O presidente falou sobre a estrada em entrevista a rádios de estados da Amazônia. Lula não deu prazo para a apresentação do parecer e nem revelou os nomes dos integrantes do grupo que será formado dentro do Novo PAC (Programa de Aceleração do Crescimento).
“Você sabe que eu discuti muito essa BR-319. Ela foi uma rodovia que já funcionou e depois ficou numa situação muito esquisita porque tem um pedaço pronto de Rondônia até o meio, tem de Manaus até o meio e tem 400 km no meio, que está totalmente destruído e não funciona há muitos anos”, disse Lula.

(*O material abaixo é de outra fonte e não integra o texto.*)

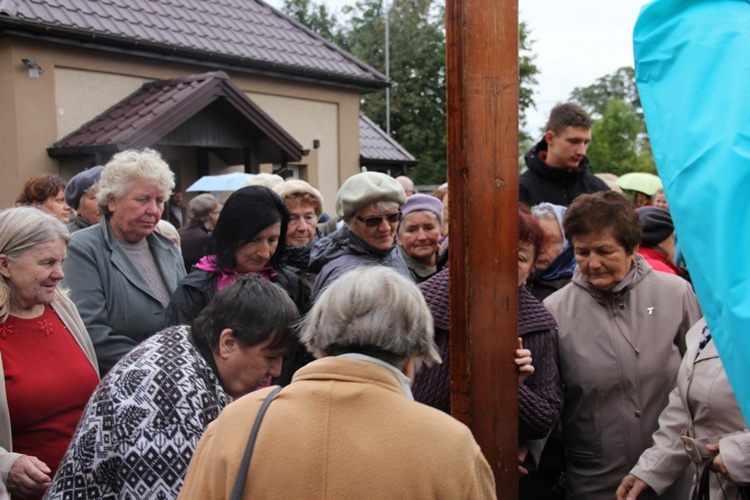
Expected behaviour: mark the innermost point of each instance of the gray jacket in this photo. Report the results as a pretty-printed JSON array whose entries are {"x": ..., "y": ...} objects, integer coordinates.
[
  {"x": 703, "y": 407},
  {"x": 117, "y": 304},
  {"x": 617, "y": 356},
  {"x": 342, "y": 251}
]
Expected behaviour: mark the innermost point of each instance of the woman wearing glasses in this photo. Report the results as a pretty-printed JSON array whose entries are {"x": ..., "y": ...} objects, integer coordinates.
[{"x": 369, "y": 203}]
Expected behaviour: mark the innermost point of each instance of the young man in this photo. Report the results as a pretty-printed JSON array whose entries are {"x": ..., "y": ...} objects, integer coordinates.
[{"x": 558, "y": 169}]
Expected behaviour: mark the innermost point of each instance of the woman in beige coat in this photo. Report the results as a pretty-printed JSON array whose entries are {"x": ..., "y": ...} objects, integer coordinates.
[
  {"x": 701, "y": 420},
  {"x": 619, "y": 344},
  {"x": 347, "y": 425}
]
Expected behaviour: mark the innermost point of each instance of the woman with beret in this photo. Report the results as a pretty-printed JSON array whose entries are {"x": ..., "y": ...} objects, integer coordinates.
[
  {"x": 369, "y": 204},
  {"x": 347, "y": 425},
  {"x": 47, "y": 363},
  {"x": 120, "y": 272},
  {"x": 657, "y": 241},
  {"x": 143, "y": 422},
  {"x": 305, "y": 205},
  {"x": 46, "y": 192},
  {"x": 621, "y": 336},
  {"x": 419, "y": 234},
  {"x": 80, "y": 194}
]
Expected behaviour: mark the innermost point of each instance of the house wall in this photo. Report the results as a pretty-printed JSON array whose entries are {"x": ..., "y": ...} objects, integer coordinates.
[{"x": 79, "y": 84}]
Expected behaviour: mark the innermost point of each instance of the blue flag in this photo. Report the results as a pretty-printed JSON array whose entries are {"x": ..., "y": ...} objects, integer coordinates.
[{"x": 693, "y": 75}]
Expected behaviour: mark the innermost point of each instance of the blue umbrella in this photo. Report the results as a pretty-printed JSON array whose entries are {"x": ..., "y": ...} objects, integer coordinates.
[{"x": 224, "y": 182}]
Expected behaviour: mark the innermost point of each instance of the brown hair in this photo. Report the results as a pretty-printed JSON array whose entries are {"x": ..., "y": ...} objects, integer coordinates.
[
  {"x": 567, "y": 115},
  {"x": 38, "y": 189},
  {"x": 529, "y": 229},
  {"x": 605, "y": 210}
]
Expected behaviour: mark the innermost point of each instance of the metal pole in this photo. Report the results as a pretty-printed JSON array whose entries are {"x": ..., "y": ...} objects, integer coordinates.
[{"x": 387, "y": 69}]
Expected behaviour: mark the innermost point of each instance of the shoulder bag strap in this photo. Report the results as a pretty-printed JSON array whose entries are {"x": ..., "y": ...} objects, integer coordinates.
[{"x": 239, "y": 483}]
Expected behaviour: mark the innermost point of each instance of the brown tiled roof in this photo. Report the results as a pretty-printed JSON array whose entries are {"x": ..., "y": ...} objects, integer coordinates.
[
  {"x": 376, "y": 147},
  {"x": 160, "y": 107},
  {"x": 238, "y": 35}
]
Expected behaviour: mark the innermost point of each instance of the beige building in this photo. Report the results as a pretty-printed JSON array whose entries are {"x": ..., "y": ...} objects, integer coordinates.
[{"x": 267, "y": 94}]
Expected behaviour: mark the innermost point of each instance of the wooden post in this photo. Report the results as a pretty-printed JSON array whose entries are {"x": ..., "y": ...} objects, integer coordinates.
[{"x": 482, "y": 99}]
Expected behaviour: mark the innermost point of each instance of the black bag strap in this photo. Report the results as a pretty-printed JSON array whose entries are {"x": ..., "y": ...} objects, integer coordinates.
[{"x": 239, "y": 483}]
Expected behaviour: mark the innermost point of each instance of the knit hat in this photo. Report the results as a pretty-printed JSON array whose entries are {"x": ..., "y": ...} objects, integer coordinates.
[
  {"x": 80, "y": 183},
  {"x": 365, "y": 188},
  {"x": 296, "y": 186},
  {"x": 657, "y": 225},
  {"x": 201, "y": 207},
  {"x": 418, "y": 202}
]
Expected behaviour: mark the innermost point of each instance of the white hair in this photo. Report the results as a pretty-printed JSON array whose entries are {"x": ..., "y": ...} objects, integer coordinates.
[
  {"x": 128, "y": 166},
  {"x": 23, "y": 228},
  {"x": 374, "y": 311}
]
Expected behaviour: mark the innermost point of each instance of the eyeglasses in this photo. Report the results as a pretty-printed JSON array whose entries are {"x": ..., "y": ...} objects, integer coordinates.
[{"x": 376, "y": 221}]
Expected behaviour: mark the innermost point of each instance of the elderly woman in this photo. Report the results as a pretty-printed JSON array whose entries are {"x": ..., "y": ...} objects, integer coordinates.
[
  {"x": 702, "y": 421},
  {"x": 620, "y": 340},
  {"x": 305, "y": 205},
  {"x": 46, "y": 192},
  {"x": 80, "y": 194},
  {"x": 539, "y": 404},
  {"x": 369, "y": 203},
  {"x": 203, "y": 213},
  {"x": 144, "y": 421},
  {"x": 657, "y": 240},
  {"x": 239, "y": 246},
  {"x": 556, "y": 262},
  {"x": 419, "y": 234},
  {"x": 349, "y": 416},
  {"x": 47, "y": 364},
  {"x": 121, "y": 274}
]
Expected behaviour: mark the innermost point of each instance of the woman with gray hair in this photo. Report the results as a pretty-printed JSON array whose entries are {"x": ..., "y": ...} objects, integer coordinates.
[
  {"x": 369, "y": 203},
  {"x": 47, "y": 364},
  {"x": 349, "y": 416},
  {"x": 121, "y": 274}
]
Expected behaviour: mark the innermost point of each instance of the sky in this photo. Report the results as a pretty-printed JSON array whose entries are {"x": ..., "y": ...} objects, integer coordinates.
[{"x": 576, "y": 42}]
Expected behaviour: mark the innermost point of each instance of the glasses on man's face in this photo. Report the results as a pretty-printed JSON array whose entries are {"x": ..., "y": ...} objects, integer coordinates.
[{"x": 378, "y": 220}]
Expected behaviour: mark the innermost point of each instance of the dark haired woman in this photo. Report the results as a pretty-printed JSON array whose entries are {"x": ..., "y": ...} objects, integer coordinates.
[
  {"x": 142, "y": 424},
  {"x": 620, "y": 340},
  {"x": 245, "y": 241},
  {"x": 46, "y": 192}
]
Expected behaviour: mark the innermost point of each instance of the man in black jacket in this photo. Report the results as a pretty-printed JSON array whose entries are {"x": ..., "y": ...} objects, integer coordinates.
[{"x": 558, "y": 169}]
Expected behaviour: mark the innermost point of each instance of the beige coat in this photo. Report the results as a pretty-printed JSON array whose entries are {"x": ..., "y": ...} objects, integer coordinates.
[
  {"x": 702, "y": 406},
  {"x": 617, "y": 357},
  {"x": 342, "y": 429},
  {"x": 72, "y": 320}
]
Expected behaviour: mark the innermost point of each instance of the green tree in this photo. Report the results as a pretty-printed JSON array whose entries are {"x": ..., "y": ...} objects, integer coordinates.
[{"x": 615, "y": 144}]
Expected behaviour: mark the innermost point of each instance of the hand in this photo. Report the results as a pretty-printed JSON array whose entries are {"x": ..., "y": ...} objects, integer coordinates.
[
  {"x": 523, "y": 450},
  {"x": 523, "y": 362},
  {"x": 630, "y": 488},
  {"x": 719, "y": 466},
  {"x": 28, "y": 476}
]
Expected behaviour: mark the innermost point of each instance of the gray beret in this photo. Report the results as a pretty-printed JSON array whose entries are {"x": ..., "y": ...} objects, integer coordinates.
[
  {"x": 657, "y": 225},
  {"x": 201, "y": 206},
  {"x": 80, "y": 183},
  {"x": 366, "y": 188}
]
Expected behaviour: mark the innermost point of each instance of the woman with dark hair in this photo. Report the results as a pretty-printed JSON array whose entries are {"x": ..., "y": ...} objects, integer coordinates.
[
  {"x": 142, "y": 424},
  {"x": 247, "y": 239},
  {"x": 620, "y": 340},
  {"x": 46, "y": 192}
]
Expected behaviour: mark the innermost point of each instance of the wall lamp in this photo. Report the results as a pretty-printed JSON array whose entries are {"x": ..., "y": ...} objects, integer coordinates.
[{"x": 34, "y": 69}]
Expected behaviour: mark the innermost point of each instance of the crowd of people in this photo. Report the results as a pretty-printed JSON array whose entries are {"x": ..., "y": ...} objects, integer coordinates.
[{"x": 179, "y": 329}]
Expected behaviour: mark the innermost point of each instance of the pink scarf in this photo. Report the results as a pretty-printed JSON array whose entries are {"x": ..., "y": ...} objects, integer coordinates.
[{"x": 229, "y": 276}]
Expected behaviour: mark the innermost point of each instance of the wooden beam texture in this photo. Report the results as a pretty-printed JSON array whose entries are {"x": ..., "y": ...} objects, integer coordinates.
[{"x": 482, "y": 98}]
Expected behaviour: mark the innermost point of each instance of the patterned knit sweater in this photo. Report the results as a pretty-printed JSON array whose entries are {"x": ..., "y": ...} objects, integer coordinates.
[
  {"x": 538, "y": 402},
  {"x": 142, "y": 424}
]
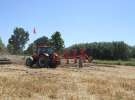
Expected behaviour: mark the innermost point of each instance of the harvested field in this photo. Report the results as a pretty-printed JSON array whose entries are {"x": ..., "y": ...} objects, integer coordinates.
[{"x": 67, "y": 82}]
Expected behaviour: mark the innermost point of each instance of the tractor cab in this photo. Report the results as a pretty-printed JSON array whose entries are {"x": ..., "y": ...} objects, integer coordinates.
[
  {"x": 44, "y": 56},
  {"x": 45, "y": 49}
]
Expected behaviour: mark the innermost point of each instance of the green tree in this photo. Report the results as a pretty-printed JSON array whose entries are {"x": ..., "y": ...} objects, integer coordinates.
[
  {"x": 1, "y": 44},
  {"x": 17, "y": 41},
  {"x": 57, "y": 41}
]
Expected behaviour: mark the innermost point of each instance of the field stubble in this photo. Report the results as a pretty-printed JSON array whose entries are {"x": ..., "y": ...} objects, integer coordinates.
[{"x": 67, "y": 82}]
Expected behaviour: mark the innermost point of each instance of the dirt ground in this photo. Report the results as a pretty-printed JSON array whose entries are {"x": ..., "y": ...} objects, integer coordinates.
[{"x": 67, "y": 82}]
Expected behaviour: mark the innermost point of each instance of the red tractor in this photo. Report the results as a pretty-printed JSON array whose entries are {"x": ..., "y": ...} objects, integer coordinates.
[{"x": 44, "y": 56}]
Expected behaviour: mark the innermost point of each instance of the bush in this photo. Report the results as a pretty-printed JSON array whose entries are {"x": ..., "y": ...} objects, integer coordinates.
[{"x": 104, "y": 50}]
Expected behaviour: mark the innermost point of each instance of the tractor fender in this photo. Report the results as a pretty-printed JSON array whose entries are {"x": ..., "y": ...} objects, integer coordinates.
[{"x": 45, "y": 54}]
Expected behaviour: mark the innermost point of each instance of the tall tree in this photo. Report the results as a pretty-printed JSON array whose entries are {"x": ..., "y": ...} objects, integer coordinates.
[
  {"x": 17, "y": 41},
  {"x": 57, "y": 41},
  {"x": 1, "y": 44}
]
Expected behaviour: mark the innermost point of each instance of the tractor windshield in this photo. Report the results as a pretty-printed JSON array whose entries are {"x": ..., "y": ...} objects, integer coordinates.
[{"x": 45, "y": 50}]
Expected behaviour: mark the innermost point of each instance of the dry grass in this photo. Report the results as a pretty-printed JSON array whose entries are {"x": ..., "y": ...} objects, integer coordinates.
[{"x": 89, "y": 83}]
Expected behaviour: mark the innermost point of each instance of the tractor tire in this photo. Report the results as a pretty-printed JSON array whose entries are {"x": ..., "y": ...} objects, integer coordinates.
[
  {"x": 43, "y": 61},
  {"x": 29, "y": 62}
]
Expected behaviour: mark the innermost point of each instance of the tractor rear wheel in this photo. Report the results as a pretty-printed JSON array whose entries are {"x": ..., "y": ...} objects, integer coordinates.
[{"x": 43, "y": 61}]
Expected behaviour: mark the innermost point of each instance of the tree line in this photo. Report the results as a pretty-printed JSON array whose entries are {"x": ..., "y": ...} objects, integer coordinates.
[
  {"x": 98, "y": 50},
  {"x": 117, "y": 50},
  {"x": 20, "y": 37}
]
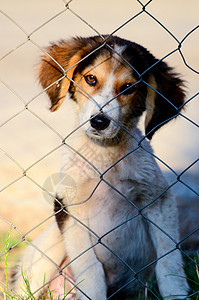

Lula afirmou que tentou retomar as obras na estrada federal durante seu 2º mandato como presidente da República, entre 2007 e 2010, mas passou pelo entrave do impacto ambiental. “Tinha um problema sério porque a questão ambiental é muito crítica nessa parte da Amazônia”, explicou.
“Ao invés da gente colocar de forma precipitada ou dizer que não vai colocar de forma precipitada, os companheiros [como] Rui Costa [ministro da Casa Civil], que está coordenando o [Novo] PAC, nós decidimos construir um grupo especial para dar a palavra definitiva: a gente pode ou não pode fazer a [BR] 319? Quais são os problemas que a gente vai criar de verdade e o que pode evitar? Eu, na minha opinião pessoal, acho que a gente pode fazer com muito cuidado a [BR] 319. Você pode montar ponto de fiscalização, você pode colocar até gente das Forças Armadas pra tomar conta desse pedaço da estrada, para tomar conta da floresta para evitar que haja transtorno, invasão, ocupação, garimpeiros, madeireiros. O que nós precisamos é dar garantia à sociedade do que a gente vai fazer”, disse Lula.
O presidente argumentou que a situação do asfaltamento da BR-319 é muito delicada devido o “mundo hoje está muito mais exigente e cobrando muitas coisas”. Lula teme que os países vetem a importação dos produtos brasileiros por uma “atitude precipitada” do governo federal na rodovia.